Solo un antídoto especial o un hechizo de purificación puede salvarlo ahora…
y eso suele tenerlo el responsable de la maldición.
—Espera, ¿eso significa…?
—tartamudeó Wendy.
—Morirá si no se le administra el antídoto rápidamente —dijo la sanadora en un tono lúgubre—.
Sigue siendo una sorpresa que aún esté vivo; debería haber muerto hace unos minutos.
—¡No digas algo así!
—replicó Wendy mientras le tomaba el pulso a Nox, pero entonces se quedó helada…
el pulso había desaparecido.
La mano de Wendy tembló y sus ojos se abrieron de par en par, conmocionada.
Apretó los dedos con más fuerza contra la muñeca de Nox, desesperada por encontrar hasta la más mínima señal de vida, pero no había nada.
La piel fría e inmóvil bajo sus dedos le dijo lo que no quería aceptar.
—No…
no, no, no…
—la voz de Wendy se quebró, con el corazón latiéndole con fuerza en el pecho.
Se giró hacia la sanadora, con el rostro reflejando una mezcla de incredulidad y desesperación—.
¡Tienes que hacer algo!
Él no puede…
no va a…
—Lo siento —dijo la sanadora en voz baja, bajando la mirada al suelo—.
No hay nada más que pueda hacer…
De verdad lo siento.
El cuerpo de Wendy se quedó helado.
Retrocedió tropezando, agarrándose la cabeza como si el mundo se derrumbara a su alrededor.
Sin embargo, antes de que pudiera caer, la pareja la sujetó.
Fluffington, que había estado de pie en silencio junto a la cama, se acercó lentamente a Nox.
Sus ojos, normalmente agudos y traviesos, estaban anublados por la pena, y su cola colgaba lacia.
El gato saltó a la cama junto a su amo y apoyó la cabeza en el pecho de Nox, intentando encontrar algún vestigio de la conexión que una vez compartieron.
Pero todo lo que sintió fue el vacío.
«Nox…
Mocoso», susurró Fluffington a través de su vínculo por última vez, pero no hubo respuesta.
El vínculo, antes tan fuerte, se había roto por completo.
¡Wuwuwwuw!
Trece dejó escapar un grito lastimero desde un rincón de la habitación, con sus grandes y redondos ojos llenos de lágrimas.
Incluso Astralux, que había vuelto a su forma no combativa, adquirió un tono aún más oscuro mientras todas las lágrimas que había estado conteniendo brotaban como un diluvio.
¿Acaso solo traía mala suerte?
—No puede haberse ido…
¿Qué le diré a la tía Aina y al tío Nathan…?
¿Qué le diré a mamá?
—sollozó Wendy mientras apretaba suavemente la mano de Nox como si, de alguna manera, su tacto pudiera traerlo de vuelta.
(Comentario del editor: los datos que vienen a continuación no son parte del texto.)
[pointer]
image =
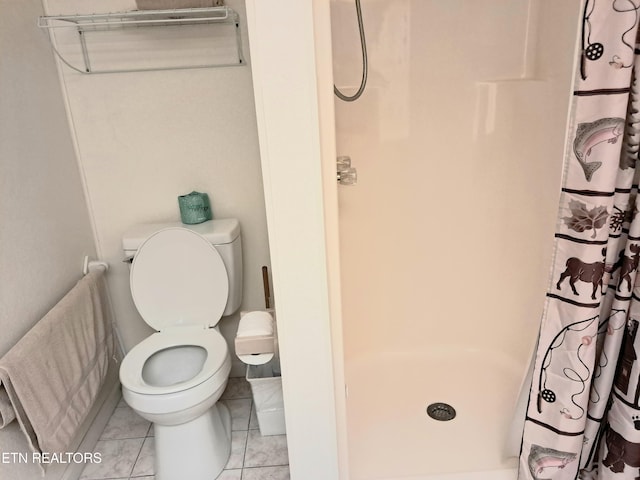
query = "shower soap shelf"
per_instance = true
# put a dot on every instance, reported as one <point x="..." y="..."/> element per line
<point x="125" y="42"/>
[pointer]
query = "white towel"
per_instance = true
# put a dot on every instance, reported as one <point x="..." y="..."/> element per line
<point x="52" y="376"/>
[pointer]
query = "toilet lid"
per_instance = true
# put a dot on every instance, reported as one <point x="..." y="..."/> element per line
<point x="178" y="278"/>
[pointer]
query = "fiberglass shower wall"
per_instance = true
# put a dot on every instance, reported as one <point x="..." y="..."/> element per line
<point x="458" y="141"/>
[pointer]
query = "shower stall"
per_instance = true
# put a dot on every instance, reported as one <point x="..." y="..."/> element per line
<point x="424" y="284"/>
<point x="446" y="241"/>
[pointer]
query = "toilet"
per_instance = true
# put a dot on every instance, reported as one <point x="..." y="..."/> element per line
<point x="183" y="280"/>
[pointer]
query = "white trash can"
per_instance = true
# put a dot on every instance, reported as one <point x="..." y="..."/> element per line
<point x="266" y="387"/>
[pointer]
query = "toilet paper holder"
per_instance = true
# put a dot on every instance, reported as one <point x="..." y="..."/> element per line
<point x="255" y="345"/>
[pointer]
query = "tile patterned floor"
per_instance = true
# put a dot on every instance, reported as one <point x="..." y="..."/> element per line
<point x="126" y="444"/>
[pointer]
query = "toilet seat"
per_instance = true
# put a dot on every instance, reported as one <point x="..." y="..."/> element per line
<point x="179" y="279"/>
<point x="209" y="339"/>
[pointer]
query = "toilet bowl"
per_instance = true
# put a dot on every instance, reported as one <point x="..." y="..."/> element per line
<point x="174" y="378"/>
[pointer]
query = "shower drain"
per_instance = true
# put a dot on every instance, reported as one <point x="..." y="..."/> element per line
<point x="441" y="411"/>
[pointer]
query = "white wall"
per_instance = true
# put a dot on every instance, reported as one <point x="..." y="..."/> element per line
<point x="145" y="138"/>
<point x="45" y="230"/>
<point x="292" y="86"/>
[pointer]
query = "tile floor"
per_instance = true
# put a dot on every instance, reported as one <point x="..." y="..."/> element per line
<point x="126" y="444"/>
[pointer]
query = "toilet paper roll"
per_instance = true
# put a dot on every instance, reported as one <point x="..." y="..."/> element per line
<point x="256" y="324"/>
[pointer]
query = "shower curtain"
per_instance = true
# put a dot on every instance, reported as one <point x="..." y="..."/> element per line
<point x="583" y="416"/>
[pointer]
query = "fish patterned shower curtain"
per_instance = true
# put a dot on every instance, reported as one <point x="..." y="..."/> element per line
<point x="583" y="416"/>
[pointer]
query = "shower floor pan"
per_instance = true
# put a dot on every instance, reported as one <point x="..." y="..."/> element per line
<point x="391" y="436"/>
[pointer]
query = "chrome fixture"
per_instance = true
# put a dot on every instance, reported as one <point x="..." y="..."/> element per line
<point x="347" y="175"/>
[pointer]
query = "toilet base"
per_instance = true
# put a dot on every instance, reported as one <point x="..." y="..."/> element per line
<point x="196" y="450"/>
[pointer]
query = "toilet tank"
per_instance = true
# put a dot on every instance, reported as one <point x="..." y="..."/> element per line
<point x="224" y="235"/>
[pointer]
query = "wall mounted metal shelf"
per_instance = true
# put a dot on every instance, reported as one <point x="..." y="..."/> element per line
<point x="124" y="42"/>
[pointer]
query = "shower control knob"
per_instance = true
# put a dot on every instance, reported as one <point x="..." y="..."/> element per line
<point x="347" y="175"/>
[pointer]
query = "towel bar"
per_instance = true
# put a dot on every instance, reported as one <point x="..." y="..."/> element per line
<point x="88" y="265"/>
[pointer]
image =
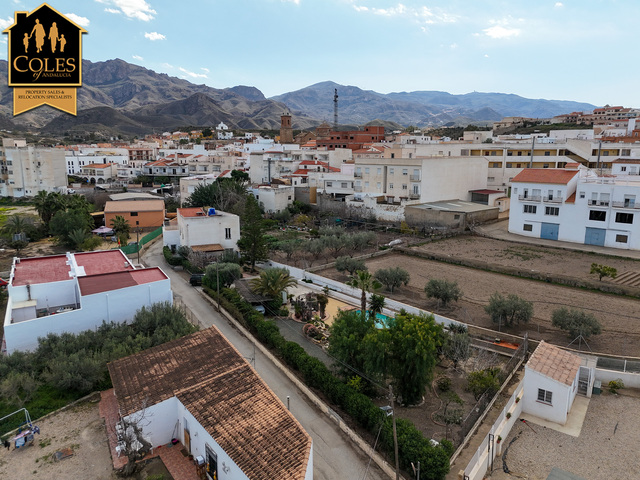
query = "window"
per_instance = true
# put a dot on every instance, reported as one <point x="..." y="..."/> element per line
<point x="624" y="217"/>
<point x="622" y="238"/>
<point x="544" y="396"/>
<point x="555" y="211"/>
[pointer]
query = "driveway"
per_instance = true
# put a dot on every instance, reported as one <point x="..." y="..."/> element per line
<point x="334" y="455"/>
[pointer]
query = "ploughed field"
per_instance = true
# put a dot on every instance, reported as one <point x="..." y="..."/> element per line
<point x="619" y="315"/>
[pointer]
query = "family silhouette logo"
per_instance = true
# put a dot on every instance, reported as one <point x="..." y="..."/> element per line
<point x="45" y="60"/>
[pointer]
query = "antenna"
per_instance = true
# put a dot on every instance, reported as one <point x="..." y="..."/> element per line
<point x="335" y="109"/>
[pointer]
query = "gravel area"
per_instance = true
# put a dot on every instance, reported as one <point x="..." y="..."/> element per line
<point x="79" y="428"/>
<point x="605" y="450"/>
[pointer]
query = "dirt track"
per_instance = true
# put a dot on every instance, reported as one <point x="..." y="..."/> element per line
<point x="619" y="316"/>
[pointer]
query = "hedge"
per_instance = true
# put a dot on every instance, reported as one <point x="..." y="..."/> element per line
<point x="412" y="445"/>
Pero no hubo respuesta, ni calor.
Solo la fría y vacía realidad de que Nox se había ido.
—No puede…
se suponía que debíamos salvarlo…
La sanadora retrocedió, dándole al grupo espacio para el duelo.
Ya había visto la muerte antes, pero había algo especialmente trágico en esta.
El chico había sido tan fuerte, había luchado tanto, pero al final, ni siquiera la fuerza pudo salvarlo de la maldición.
Mientras la pequeña cabaña se llenaba de pesar, en otro lugar, una hermosa mujer de penetrantes y brillantes ojos azules y orejas felinas que sobresalían de un pelo níveo miraba con diversión a un chico de pelo oscuro y ojos sin luz.
—¿Cuándo piensas usar esa habilidad, estúpido Versal?
Están empezando a creer que de verdad te has ido.